If so, I propose a different way of looking at the same. Let us choose no longer to become what we are not, rather to become who we are. Let us live in creative tension with our being, meaning, to live dynamically between who we are and what we experience ourselves to be. St. Paul told us our lives are hidden in Christ with God; St. John that we do not yet know what we will become, but, Paul again, we will know ourselves, and all things, fully when we see Jesus face to face.
The choice to live in creative tension with our being is recognize that the gap between our heavenly and earthly selves is bridgeable not simply by time and space but by an immediate working out of our salvation. In other words, his heavenly will can be done on earth – now. This choice also recognizes that we are what we are in Christ right now, presently. The gap is real, as far as experience is real, but it isn’t true. It takes not simply time, but a muscular working to close that gap.
Consider a woman, pregnant. She is a mother, in truth, but not yet in her experience. She lives in a creative tension. In time, she will give birth, but in truth she is already a mother, and the gap will close between who she is and her experience of who she is. Then, she will birth not only a child but a new identity for herself.
Consider also Jesus. In him, heavenly nature kissed earthly. They commingled so that one was not subsumed to the other. In him, it is on earth as it is in heaven. Perhaps we should pursue to be of similar stuff?
God the Father declared Jesus to be his son, and he was, according to nature, according to what was true. But he had to bear witness to this truth in his experience; the satan provoked him, “If you are the Son of God…”; the crowds taunted him to come down from the cross if he was the Son and a King. Jesus worked out the unity of who he was and his experience on the cross: muscles pushing him up to catch breaths, splintered wood digging into his back, forgiving his torturers, working out in harsh, bloody reality the truth he knew and had to experience – that he is the Son of God. The cross stands then as a bridging of the gap between God and man, between man and man, between man and himself, measured between bloodied wrists, head and feet.
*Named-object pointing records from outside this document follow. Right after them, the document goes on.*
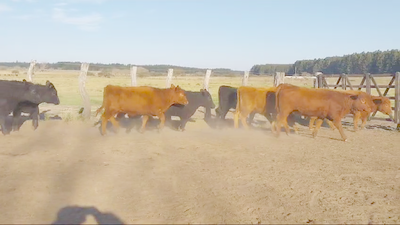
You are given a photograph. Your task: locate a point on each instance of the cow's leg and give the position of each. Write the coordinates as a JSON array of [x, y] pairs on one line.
[[251, 117], [3, 125], [183, 123], [318, 124], [104, 120], [16, 119], [236, 119], [282, 120], [364, 117], [338, 125], [145, 118], [221, 117], [331, 125], [243, 118], [35, 117], [311, 124], [114, 123], [356, 118], [162, 121]]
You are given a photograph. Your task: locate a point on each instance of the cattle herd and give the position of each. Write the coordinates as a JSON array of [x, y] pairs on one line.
[[278, 104]]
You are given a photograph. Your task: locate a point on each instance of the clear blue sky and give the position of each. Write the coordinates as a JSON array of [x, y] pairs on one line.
[[232, 34]]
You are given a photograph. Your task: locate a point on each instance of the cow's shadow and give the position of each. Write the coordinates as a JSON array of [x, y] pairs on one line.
[[260, 124], [135, 123], [78, 214], [23, 119]]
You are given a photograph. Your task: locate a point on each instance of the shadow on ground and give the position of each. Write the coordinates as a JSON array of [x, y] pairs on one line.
[[23, 119], [78, 214]]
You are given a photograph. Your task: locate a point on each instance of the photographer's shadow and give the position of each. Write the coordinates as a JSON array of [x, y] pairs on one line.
[[77, 215]]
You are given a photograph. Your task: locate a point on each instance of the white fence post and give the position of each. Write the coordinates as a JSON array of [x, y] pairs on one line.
[[133, 76], [169, 77], [31, 71], [279, 78], [245, 78], [207, 79], [82, 88]]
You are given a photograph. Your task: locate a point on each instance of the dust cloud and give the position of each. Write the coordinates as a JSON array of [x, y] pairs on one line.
[[202, 175]]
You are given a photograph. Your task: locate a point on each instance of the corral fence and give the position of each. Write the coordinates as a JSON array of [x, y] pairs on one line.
[[369, 83]]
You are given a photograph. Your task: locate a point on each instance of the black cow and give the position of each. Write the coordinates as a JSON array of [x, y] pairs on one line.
[[196, 100], [227, 97], [14, 92], [26, 107]]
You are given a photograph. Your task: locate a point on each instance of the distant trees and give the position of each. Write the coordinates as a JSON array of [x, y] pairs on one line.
[[357, 63], [270, 68]]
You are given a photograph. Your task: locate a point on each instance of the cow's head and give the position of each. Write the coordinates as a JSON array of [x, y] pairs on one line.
[[207, 99], [42, 93], [178, 95], [383, 104]]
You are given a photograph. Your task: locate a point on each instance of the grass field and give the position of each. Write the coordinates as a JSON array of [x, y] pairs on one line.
[[202, 175], [67, 85]]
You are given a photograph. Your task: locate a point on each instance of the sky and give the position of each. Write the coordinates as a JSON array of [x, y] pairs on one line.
[[235, 34]]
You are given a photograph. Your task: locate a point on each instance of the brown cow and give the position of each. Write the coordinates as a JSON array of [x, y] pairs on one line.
[[143, 100], [320, 103], [381, 104], [252, 100]]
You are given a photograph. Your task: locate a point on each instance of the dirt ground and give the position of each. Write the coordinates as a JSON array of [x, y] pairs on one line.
[[68, 172]]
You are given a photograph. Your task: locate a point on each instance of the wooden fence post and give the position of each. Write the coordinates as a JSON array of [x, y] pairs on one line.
[[207, 79], [319, 80], [344, 76], [368, 83], [169, 77], [133, 76], [397, 100], [245, 78], [82, 88], [279, 78], [31, 71]]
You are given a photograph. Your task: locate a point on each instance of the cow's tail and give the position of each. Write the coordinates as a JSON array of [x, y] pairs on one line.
[[99, 110], [277, 98], [237, 110]]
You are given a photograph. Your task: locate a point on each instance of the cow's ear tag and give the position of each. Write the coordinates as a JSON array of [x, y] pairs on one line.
[[33, 91]]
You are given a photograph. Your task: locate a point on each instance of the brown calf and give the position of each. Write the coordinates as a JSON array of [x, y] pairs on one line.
[[320, 103], [377, 103], [251, 100]]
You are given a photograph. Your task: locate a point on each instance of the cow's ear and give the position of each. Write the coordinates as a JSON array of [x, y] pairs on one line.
[[32, 90], [377, 101], [354, 97]]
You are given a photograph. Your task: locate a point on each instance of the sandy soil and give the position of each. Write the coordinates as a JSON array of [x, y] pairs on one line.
[[68, 172]]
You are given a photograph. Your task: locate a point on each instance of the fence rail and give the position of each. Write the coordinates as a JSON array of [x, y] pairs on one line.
[[368, 83]]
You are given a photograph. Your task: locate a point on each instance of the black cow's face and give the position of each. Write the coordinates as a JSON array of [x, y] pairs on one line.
[[208, 102], [43, 93]]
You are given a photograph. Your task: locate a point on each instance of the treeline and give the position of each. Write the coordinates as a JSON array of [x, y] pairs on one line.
[[358, 63], [108, 67], [377, 62], [270, 68]]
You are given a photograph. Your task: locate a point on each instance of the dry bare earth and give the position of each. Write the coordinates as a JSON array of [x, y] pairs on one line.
[[202, 175]]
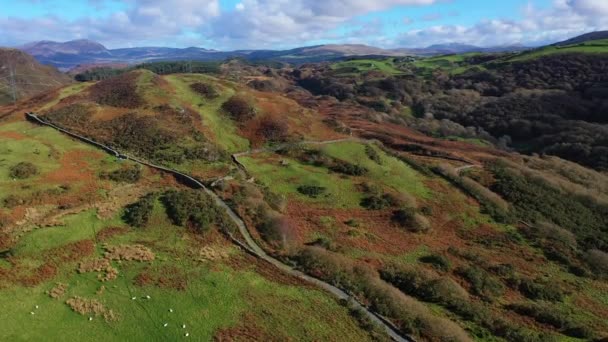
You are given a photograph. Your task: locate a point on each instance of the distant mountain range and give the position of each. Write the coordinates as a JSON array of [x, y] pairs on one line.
[[67, 55], [22, 76], [584, 38]]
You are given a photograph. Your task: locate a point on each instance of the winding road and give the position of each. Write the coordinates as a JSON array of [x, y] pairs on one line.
[[250, 245]]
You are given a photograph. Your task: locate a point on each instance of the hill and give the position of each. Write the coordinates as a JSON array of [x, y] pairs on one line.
[[392, 188], [598, 35], [70, 54], [73, 47], [22, 76]]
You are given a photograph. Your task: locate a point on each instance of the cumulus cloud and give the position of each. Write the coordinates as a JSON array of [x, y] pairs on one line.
[[144, 21], [280, 23], [564, 19], [263, 23]]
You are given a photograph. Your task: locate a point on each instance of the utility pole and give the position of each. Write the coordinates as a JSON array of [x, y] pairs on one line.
[[11, 71]]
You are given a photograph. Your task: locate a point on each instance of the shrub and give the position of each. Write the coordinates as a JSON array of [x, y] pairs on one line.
[[313, 191], [375, 202], [276, 229], [482, 284], [204, 89], [126, 175], [411, 316], [273, 129], [348, 168], [191, 208], [138, 214], [535, 200], [438, 261], [541, 290], [23, 170], [550, 314], [491, 203], [239, 108], [118, 91], [373, 154], [598, 261], [424, 285], [412, 221]]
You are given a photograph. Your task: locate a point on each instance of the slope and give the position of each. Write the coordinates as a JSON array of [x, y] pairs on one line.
[[22, 76]]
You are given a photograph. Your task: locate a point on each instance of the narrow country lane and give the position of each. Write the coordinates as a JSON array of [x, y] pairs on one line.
[[250, 245]]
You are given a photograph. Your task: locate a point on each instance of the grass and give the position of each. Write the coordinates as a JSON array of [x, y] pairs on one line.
[[474, 141], [224, 130], [590, 47], [77, 227], [386, 66], [66, 92], [454, 64], [392, 173], [217, 295], [341, 191], [285, 180], [43, 147]]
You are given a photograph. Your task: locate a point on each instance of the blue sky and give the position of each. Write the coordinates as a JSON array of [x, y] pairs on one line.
[[235, 24]]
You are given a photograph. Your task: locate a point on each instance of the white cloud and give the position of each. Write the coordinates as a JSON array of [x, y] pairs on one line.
[[566, 18], [280, 23]]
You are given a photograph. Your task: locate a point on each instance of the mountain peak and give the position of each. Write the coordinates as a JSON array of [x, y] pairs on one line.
[[584, 38]]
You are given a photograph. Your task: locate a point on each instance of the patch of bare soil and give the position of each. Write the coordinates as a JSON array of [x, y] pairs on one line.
[[128, 253], [103, 266], [211, 253], [41, 274], [109, 232], [244, 332], [71, 252], [58, 291], [168, 277], [86, 306]]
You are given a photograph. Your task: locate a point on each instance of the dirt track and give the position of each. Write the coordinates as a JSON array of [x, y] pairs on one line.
[[250, 245]]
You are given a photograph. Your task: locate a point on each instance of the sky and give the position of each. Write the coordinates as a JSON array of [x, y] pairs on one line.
[[280, 24]]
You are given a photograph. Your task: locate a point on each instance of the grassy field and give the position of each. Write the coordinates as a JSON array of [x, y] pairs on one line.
[[217, 295], [203, 283], [223, 129], [590, 47], [454, 64], [66, 92], [386, 66], [342, 192]]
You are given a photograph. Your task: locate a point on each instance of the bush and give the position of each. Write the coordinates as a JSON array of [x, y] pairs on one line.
[[411, 316], [373, 154], [126, 175], [273, 129], [438, 261], [535, 200], [191, 208], [276, 229], [375, 202], [348, 168], [118, 91], [313, 191], [412, 221], [424, 285], [550, 314], [204, 89], [23, 170], [491, 203], [239, 108], [598, 261], [540, 290], [482, 284], [138, 214]]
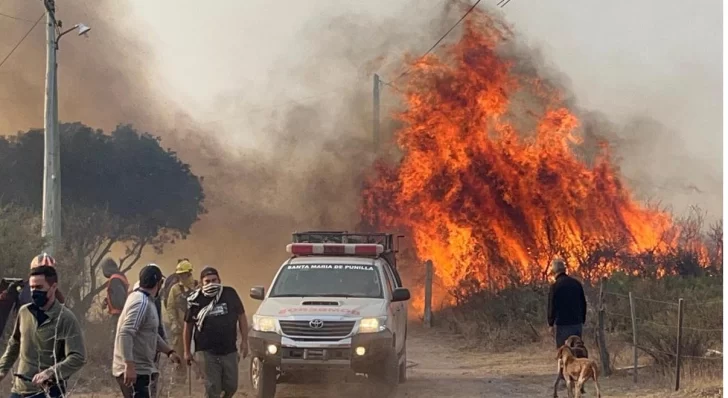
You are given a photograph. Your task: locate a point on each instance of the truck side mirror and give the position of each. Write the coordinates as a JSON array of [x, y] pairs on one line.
[[400, 294], [257, 293]]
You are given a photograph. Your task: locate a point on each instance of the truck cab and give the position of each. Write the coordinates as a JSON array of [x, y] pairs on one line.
[[333, 308]]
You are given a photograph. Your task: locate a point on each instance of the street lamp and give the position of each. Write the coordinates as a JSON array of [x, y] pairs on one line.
[[51, 228]]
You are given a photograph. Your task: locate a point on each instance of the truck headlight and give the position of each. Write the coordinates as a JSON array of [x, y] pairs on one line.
[[264, 323], [372, 325]]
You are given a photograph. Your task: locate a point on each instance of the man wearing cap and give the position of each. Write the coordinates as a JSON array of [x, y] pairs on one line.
[[176, 306], [215, 315], [37, 261], [18, 293], [48, 340], [137, 338]]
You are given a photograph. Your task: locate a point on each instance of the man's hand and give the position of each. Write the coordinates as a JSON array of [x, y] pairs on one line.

So too, we must incarnate: we must let who we are in heaven be so on earth. Our heavenly and earthly selves must embrace. But as we see in childbirth, as we see in Jesus, working that out in our experience is costly. But in the economy of God whatever we give up as a cost we reap more in reward: a mother bears a child, Jesus bore his Church and a new creation.
So, what is our heavenly self like? How can the earthly unite with the heavenly? How do we work out that unity in harsh, cold reality of our present existence? And what will this new creature bear to the world?